Auteur aussi brillant que populaire, le canadien Guy Gavriel Kay est de nouveau réédité par les éditions l’Atalante deux ans après Les Chevaux célestes, autre énorme pavé situé dans le même univers que le présent ouvrage. Cette fois, Le Fleuve céleste délaisse la IXe dynastie pour la XIIe et propulse le lecteur trois siècles plus tard, dans une Chine fantasmée, terreau fertile pour l’imagination fabuleuse et la plume élégante de l’écrivain. Comme à son habitude, Kay se sert d’une base historique solide – qu’il revendique légitimement – pour tisser une histoire ambitieuse, polyphonique et finalement grandiose. À la différence des Chevaux célestes, le lecteur n’entre plus dans un empire en pleine gloire, mais bien dans une Kitaï qui se meurt, qui décline. L’empereur n’est plus qu’un homme mal conseillé, étouffé par la cacophonie des clans conservateurs et progressistes. Le Fleuve céleste n’est pourtant pas qu’une histoire de cours et de nobles, mais bien celle de l’ascension d’un homme, un Robin des Bois à la sauce asiatique, qui finit par accomplir un fabuleux destin. Celui de résister, de briller et de se hisser au-dessus de la médiocrité de l’élite intellectuelle de l’époque. Rai Daiyan, personnage magnifique et flamboyant, s’avère encore plus réussi qu’un certain Shen Tai dont on se souvient pourtant avec émotion. À ses côtés naviguent des seconds rôles tout aussi réussis et passionnants, à commencer par Lin Shan, l’une de ces figures féminines dont Kay a le secret, et Zhao Ziji, ami et combattant plein de fougue et d’honneur.

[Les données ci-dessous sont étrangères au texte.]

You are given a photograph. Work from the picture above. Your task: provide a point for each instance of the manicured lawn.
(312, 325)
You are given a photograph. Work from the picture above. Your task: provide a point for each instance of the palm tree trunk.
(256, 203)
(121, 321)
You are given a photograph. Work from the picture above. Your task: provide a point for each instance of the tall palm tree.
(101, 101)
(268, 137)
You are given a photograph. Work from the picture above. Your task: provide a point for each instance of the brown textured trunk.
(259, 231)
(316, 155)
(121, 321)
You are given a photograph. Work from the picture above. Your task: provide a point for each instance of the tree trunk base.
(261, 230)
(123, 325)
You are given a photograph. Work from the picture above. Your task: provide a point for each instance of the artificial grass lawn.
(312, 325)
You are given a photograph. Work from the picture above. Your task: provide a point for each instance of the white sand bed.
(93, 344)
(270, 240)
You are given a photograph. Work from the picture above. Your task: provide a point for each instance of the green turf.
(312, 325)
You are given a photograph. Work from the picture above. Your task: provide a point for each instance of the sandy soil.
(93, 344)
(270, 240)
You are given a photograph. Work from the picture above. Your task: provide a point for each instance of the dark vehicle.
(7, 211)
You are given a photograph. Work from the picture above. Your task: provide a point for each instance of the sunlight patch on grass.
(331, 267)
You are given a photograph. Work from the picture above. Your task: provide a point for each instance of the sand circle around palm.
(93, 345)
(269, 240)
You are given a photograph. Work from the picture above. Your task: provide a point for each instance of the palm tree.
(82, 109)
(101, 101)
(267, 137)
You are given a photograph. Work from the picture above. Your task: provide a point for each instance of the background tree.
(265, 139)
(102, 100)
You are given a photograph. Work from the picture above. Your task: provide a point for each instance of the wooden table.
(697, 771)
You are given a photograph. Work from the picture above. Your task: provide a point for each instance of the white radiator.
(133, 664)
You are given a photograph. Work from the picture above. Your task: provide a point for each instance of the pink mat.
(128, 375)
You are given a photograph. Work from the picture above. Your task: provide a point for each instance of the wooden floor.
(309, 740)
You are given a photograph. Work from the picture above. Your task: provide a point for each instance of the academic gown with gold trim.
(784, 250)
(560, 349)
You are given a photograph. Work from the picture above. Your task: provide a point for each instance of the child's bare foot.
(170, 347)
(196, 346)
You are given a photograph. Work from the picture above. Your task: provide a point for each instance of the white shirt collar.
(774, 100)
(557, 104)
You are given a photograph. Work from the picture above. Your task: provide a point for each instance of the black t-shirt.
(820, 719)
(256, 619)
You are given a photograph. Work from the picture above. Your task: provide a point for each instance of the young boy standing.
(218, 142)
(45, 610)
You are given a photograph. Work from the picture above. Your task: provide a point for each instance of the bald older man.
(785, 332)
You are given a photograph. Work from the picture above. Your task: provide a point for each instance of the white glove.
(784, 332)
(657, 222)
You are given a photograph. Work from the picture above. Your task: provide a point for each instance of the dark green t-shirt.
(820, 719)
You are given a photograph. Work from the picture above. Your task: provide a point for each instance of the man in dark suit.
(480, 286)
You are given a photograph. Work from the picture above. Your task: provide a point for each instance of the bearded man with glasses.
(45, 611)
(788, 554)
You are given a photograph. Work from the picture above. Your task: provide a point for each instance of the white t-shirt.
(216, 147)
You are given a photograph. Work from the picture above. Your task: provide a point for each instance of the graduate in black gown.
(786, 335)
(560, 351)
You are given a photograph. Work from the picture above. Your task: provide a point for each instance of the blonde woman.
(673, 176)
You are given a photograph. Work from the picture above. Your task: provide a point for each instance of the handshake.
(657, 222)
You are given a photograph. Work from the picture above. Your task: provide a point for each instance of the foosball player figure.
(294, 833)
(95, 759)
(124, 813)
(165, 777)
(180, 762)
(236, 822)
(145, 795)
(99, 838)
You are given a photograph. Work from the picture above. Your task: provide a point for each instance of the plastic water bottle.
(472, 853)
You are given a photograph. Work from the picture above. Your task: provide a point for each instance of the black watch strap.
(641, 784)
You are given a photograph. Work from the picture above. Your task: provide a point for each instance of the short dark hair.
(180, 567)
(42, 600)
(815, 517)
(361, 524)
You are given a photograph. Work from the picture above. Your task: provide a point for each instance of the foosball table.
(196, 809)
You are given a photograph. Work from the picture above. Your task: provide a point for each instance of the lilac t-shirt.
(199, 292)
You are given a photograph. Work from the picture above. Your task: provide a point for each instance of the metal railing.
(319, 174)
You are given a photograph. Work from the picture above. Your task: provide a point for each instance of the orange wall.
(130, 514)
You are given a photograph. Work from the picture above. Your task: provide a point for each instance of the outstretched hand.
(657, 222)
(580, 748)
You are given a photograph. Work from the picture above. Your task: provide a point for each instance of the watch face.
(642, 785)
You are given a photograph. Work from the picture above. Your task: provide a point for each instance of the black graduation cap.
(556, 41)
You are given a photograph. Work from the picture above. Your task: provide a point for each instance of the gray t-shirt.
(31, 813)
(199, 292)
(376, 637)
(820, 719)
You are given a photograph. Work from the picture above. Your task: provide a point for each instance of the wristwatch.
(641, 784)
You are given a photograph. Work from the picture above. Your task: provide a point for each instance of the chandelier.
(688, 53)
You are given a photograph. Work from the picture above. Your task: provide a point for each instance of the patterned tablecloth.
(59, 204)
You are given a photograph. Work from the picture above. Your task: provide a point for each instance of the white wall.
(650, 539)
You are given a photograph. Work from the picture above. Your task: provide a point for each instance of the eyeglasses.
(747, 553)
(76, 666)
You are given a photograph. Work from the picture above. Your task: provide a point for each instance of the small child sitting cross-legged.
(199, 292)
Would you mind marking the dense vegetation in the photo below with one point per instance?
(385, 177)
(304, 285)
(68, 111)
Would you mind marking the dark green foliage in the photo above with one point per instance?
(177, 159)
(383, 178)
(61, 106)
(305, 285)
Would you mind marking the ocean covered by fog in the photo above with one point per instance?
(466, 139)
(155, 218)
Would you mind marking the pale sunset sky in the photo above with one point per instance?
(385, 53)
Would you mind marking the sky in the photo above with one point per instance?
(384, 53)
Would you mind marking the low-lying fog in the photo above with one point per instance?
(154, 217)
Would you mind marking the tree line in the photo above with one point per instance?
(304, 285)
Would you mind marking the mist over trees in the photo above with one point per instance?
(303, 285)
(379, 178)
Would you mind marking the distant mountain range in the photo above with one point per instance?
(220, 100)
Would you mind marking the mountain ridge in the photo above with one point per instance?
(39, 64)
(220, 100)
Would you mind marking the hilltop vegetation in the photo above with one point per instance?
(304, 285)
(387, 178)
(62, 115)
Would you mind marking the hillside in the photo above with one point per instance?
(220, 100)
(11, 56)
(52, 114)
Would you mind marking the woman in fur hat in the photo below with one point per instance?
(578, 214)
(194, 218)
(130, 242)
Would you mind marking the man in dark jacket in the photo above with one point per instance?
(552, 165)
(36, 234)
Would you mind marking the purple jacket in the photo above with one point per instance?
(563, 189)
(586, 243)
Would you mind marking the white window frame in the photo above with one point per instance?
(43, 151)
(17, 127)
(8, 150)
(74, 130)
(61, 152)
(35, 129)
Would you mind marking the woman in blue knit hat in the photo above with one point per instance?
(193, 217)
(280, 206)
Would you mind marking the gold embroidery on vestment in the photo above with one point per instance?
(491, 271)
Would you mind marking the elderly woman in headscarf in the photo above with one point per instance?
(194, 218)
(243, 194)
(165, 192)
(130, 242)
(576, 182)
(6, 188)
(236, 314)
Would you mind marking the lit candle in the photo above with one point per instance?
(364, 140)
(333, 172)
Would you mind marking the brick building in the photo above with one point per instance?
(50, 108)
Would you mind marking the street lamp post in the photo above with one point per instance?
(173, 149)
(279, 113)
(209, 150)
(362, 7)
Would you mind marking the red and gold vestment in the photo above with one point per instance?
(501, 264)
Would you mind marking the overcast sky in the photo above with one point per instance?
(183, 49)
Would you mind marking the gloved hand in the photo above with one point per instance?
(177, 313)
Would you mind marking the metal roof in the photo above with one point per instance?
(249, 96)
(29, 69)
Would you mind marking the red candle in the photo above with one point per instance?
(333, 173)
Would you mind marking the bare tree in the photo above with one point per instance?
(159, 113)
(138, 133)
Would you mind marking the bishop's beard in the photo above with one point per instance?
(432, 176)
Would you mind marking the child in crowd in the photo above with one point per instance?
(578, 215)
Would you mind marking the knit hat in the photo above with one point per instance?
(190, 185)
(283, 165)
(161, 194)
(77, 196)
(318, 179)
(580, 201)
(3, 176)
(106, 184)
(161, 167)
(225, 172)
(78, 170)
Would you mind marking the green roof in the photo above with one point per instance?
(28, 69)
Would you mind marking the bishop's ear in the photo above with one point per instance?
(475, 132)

Le Fleuve céleste arrive rapidement à surpasser son illustre aîné. D’abord parce que Kay semble n’avoir plus besoin d’introduire son univers, ensuite parce que les intrigues politiques et la dimension épique s’équilibrent avec une facilité évidente. Au-delà de ces atouts primordiaux, c’est aussi, et surtout, la beauté et l’exotisme de cet univers tiré de la Chine ancienne qui fait tout le charme du roman. Habitué à bâtir des univers depuis toujours, l’auteur canadien délivre ici une superbe toile de fond où la poésie, la calligraphie, les jardins et les mélodies de pipa deviennent autant d’éléments dépaysant mais aussi fascinants. On est tout de suite transporté par la plume de Kay, par l’intelligence de la construction de son récit et l’entrelacs de ses fils narratifs.

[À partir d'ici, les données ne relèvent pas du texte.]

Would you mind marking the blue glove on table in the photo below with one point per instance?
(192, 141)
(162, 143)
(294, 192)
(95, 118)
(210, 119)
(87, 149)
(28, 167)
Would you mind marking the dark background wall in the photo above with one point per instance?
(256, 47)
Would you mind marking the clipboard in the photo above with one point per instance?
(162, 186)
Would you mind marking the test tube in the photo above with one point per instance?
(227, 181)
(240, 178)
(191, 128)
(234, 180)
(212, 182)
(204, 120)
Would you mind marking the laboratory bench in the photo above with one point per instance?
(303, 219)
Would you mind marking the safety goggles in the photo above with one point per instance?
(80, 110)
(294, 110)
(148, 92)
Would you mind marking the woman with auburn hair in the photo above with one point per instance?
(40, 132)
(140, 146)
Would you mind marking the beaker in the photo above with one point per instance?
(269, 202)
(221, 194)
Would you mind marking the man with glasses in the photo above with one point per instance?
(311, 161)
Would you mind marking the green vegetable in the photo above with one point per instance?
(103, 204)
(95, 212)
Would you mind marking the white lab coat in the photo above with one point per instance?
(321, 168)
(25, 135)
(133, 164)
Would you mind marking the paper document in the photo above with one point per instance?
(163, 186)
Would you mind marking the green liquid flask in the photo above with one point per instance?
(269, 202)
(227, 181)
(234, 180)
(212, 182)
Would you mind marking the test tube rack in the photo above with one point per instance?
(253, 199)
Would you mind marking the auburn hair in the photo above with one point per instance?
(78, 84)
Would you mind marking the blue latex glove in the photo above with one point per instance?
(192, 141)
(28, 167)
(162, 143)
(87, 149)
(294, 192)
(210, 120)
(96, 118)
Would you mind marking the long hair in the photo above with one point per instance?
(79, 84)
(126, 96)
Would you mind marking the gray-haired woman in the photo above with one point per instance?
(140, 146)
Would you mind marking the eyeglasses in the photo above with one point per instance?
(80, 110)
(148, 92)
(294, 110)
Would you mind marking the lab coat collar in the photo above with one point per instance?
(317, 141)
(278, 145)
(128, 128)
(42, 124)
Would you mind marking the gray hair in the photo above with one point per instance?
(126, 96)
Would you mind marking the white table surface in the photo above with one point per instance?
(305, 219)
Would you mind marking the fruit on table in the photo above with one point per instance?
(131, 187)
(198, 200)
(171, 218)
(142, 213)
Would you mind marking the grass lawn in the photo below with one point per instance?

Il faut également rendre honneur à ce qu’explore Le Fleuve céleste au cours de ces 700 pages. Kay nous y parle de valeurs aujourd’hui désuètes, de courage, de résistance face à l’adversité mais également d’amour, de douceur, de beauté. Le Canadien nous raconte une époque qui entre en résonnance avec la nôtre, tisse une toile mélancolique, à la fois sur la fin d’un empire de légende, mais aussi sur la disparition de figures humaines passionnantes. Le Fleuve céleste fait naître des héros, jongle avec l’épique, la sauvagerie et l’intime. En effet, au-delà de cette fresque minutieuse, le roman sait s’immiscer dans la vie de ses personnages. Avec un talent sans cesse renouvelé, Kay nous convie à des petites destinées qui jalonneront le parcours des grandes figures historiques qu’il s’amuse à tordre pour bâtir son aventure. Le résultat n’en est que plus touchant.

Comme pour son prédécesseur, on pourrait ici pointer du doigt un certain défaut de répétition, la propension de Kay à répéter au lecteur des faits déjà énumérés auparavant – le non dégraissage d’une centaine de pages superflues. Mais en regard de l’immense réussite que constitue le résultat final, le lecteur oubliera très rapidement cet accroc récurrent chez l’auteur. Les amateurs de Kay seront ravis, les autres pourront en profiter pour découvrir une épopée grandiose – et se pencher tant qu’à faire sur le précédent volume.